En somme, le battement autour de la succession d’Abdelmalek Droudkel met en lumière les limites de la stratégie sahélienne d’Aqmi. Sans encore remettre en question leur appartenance à Al-Qaida, les groupes sahéliens affiliés ont acquis une prépondérance incontestable au détriment du noyau dur algérien d’Aqmi. Bien plus qu’un affaiblissement définitif de l’implantation d’Al-Qaida dans la région, on pourrait s’attendre à ce que ces groupes prennent une part grandissante dans l’élaboration des stratégies d’Al-Qaida au sein de la bande sahélo-saharienne. La libération de 200 terroristes, dont s’est félicité Iyad Ag Ghali, va incontestablement regarnir les rangs d’Aqmi et de ses affiliés, et nourrir les dynamiques djihadistes de la région. Malgré des réticences exprimées par la France, le pouvoir malien souhaite de nouveau négocier avec le GSIM. En dépit de la série de victoires opérationnelles remportés par les forces de l’opération Barkhane, l’intervention française dans la région se heurte à l’absence de solution politique à l’insécurité dans la région. Le banquet livré par Iyad Ag Ghali aux terroristes libérés a suscité une vive indignation, tant dans la classe politique que dans la communauté militaire. Lors d’une audition de la ministre des Armées Florence Parly par le Sénat, le président de la commission de la défense Christian Cambon a fait part de ses inquiétudes sur la fiabilité du partenaire malien, alors que la France a « perdu 50 soldats depuis le début de ces opérations et près de 500 militaires ont été blessés. » (4)

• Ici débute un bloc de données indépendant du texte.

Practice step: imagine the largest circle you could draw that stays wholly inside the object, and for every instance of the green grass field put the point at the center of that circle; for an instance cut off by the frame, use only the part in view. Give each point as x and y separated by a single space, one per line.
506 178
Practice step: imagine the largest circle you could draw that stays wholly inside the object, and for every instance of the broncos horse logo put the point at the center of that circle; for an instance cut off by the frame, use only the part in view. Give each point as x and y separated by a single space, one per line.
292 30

(1) Lounnas, Djallil. « Le djihadisme au Sahel après la chute de Daech », Politique étrangère, vol. Été, no. 2, 2019, pp. 105-114.(2) Entre le Mali, le Niger et le Burkina Faso (ndlr)

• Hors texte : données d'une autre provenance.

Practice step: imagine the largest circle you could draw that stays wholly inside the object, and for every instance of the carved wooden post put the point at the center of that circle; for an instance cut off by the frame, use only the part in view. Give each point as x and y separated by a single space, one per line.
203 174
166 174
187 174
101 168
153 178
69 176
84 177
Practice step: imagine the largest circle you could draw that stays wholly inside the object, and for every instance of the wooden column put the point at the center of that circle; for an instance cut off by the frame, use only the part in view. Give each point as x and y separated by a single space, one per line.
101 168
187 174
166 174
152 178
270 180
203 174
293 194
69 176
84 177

(3) Site du ministère des armées, « Barkhane : opération BOURRASQUE, une opération d’ampleur dans le Liptako » : https://www.defense.gouv.fr/operations/barkhane/breves/barkhane-operation-bourrasque-une-operation-d-ampleur-dans-le-liptako
(4) Audition du 14 octobre de Florence Parly, Ministre des Armées, par la Commission des affaires étrangères et de la défense du Sénat.